Die vom Berufungs­gericht zugelassene Revision der Beklagten hatte Erfolg und führte zur Aufhebung des Berufungs­urteils und zur Zurück­ver­weisung der Sache. Der Bundes­ge­richtshof hat die Provi­si­ons­zah­lungen an Reisebüros als Aufwendungen des Reise­ver­an­stalters angesehen, die dieser für die Beratung des Reisenden und die Planung der von diesem gebuchten Reise im zeitlichen Zusammenhang mit der Buchung erbringen muss. Die Zahlungen verringern folglich buchungsbezogen die liquiden Mittel des Reise­ver­an­stalters.
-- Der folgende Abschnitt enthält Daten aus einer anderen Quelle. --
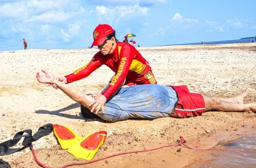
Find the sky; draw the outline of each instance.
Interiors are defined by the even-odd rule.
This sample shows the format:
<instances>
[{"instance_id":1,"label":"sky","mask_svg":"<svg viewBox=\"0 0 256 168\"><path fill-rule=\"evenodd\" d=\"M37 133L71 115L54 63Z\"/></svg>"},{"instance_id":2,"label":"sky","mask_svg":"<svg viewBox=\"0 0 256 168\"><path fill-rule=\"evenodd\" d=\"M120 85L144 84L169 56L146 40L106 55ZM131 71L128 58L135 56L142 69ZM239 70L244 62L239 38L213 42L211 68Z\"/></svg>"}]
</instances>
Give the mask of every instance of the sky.
<instances>
[{"instance_id":1,"label":"sky","mask_svg":"<svg viewBox=\"0 0 256 168\"><path fill-rule=\"evenodd\" d=\"M87 48L99 24L136 46L256 35L255 0L0 0L0 51ZM131 39L129 38L129 39Z\"/></svg>"}]
</instances>

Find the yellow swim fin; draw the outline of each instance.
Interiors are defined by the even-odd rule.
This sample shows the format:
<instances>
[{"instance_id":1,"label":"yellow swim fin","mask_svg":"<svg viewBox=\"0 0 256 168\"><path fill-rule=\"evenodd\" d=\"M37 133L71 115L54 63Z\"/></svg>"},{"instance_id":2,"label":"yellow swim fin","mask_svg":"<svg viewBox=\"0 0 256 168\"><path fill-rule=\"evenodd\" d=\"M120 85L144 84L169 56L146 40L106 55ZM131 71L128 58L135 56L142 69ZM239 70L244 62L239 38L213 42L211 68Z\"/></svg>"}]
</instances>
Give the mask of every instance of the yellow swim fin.
<instances>
[{"instance_id":1,"label":"yellow swim fin","mask_svg":"<svg viewBox=\"0 0 256 168\"><path fill-rule=\"evenodd\" d=\"M94 157L99 148L102 145L107 137L107 132L90 133L79 143L68 150L68 152L76 158L90 160Z\"/></svg>"},{"instance_id":2,"label":"yellow swim fin","mask_svg":"<svg viewBox=\"0 0 256 168\"><path fill-rule=\"evenodd\" d=\"M54 124L52 127L53 132L63 150L71 148L82 139L81 136L68 127Z\"/></svg>"}]
</instances>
Kein Zusammenhang zwischen Art, Zuschnitt und Qualität der Reiseleistungen und Art und Weise der Flugbe­för­derungs(vor-)finanzierung

Hinsichtlich der Flugkosten, die die Beklagte nach ihrem Vortrag in etwa 90 % der Reisen vorfinanzieren muss und in etwa 10 % erst bei Durchführung der Reisen bezahlt, hat der Bundes­ge­richtshof es anders als das Berufungs­gericht nicht für erforderlich gehalten, bei der Bemessung der Höhe der Anzahlung zwischen beiden Fällen zu differenzieren. Denn es besteht kein Zusammenhang zwischen Art, Zuschnitt und Qualität der Reiseleistungen, die der Verbraucher bucht, und der Art und Weise, wie die Beklagte die Flugbeförderung finanziert und gegebenenfalls vorfinanziert. Es ist daher nicht zu beanstanden, wenn die Gesamtheit der Vorleistungen der Beklagten für die Flugbeförderung mit einem identischen Prozentsatz des Reisepreises auf die von der Gesamtheit der Reisenden der Kategorien X1-2-Fly und XTUI zu leistenden Anzahlungen umgelegt werden.
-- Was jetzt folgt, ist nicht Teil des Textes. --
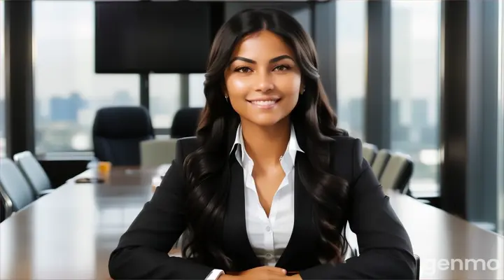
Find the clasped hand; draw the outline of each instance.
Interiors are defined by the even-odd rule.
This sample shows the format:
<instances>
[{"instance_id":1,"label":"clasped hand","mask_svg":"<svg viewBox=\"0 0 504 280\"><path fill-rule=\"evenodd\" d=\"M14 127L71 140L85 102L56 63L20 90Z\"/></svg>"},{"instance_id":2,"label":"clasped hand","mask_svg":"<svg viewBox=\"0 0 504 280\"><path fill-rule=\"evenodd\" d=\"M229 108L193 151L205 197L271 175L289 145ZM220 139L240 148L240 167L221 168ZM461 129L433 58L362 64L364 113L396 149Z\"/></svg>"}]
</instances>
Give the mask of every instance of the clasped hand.
<instances>
[{"instance_id":1,"label":"clasped hand","mask_svg":"<svg viewBox=\"0 0 504 280\"><path fill-rule=\"evenodd\" d=\"M258 267L241 272L222 275L218 280L301 280L299 274L287 276L287 271L276 267Z\"/></svg>"}]
</instances>

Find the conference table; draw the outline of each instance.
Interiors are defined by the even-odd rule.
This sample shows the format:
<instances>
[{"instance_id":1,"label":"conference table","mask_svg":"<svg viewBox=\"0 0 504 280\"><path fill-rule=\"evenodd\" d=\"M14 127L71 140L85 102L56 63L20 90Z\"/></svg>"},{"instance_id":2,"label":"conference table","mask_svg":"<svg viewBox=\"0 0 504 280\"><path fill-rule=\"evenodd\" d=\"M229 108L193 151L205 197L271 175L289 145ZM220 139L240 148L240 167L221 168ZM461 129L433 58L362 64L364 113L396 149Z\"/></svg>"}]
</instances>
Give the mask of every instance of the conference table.
<instances>
[{"instance_id":1,"label":"conference table","mask_svg":"<svg viewBox=\"0 0 504 280\"><path fill-rule=\"evenodd\" d=\"M104 183L75 183L87 171L15 213L0 223L0 279L109 279L110 253L162 172L113 167ZM420 257L421 279L504 279L503 236L388 195Z\"/></svg>"}]
</instances>

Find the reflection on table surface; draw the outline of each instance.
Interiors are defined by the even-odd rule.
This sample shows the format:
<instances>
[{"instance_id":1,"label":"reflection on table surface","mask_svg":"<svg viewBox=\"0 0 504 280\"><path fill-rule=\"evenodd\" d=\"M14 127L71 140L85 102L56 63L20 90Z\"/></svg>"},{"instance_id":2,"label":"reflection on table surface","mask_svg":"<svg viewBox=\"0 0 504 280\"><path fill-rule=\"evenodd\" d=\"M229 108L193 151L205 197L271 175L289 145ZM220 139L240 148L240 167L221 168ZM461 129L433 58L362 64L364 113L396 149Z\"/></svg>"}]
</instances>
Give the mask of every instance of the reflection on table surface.
<instances>
[{"instance_id":1,"label":"reflection on table surface","mask_svg":"<svg viewBox=\"0 0 504 280\"><path fill-rule=\"evenodd\" d=\"M153 178L164 168L115 167L102 184L69 180L14 214L0 224L0 279L108 279L110 253L151 197ZM411 197L389 196L421 258L421 279L504 279L502 236ZM349 238L355 242L355 236ZM479 262L476 270L472 262L443 270L445 262L457 259Z\"/></svg>"}]
</instances>

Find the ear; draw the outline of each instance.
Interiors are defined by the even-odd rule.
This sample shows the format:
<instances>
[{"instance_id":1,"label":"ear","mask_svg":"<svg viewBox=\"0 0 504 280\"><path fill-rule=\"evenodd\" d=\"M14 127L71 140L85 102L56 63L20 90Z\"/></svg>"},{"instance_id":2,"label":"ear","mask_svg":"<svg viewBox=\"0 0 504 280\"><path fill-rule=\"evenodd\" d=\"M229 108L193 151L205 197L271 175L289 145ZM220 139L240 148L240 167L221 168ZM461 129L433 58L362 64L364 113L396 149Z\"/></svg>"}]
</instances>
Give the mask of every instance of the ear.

Klärungsbedarf bei "touristischen Vorleistungen"

Hinsichtlich der Vorleistungen, die die Beklagte gegenüber Hotelbetreibern erbringt ("touristische Vorleistungen"), bedarf es noch der Klärung durch das Berufungs­gericht, ob zwischen Reisen der Kategorien X1-2-Fly und XTUI und den übrigen von der Beklagten angebotenen Reisen oder innerhalb dieser Kategorien signifikante Unterschiede bei der Höhe der touristischen Vorleistungen bestehen, die es geboten erscheinen lassen, diese bei den Anzahlungen nicht mit einem einheitlichen Prozentsatz vom Reisepreis zu berücksichtigen, sondern insoweit zu differenzieren.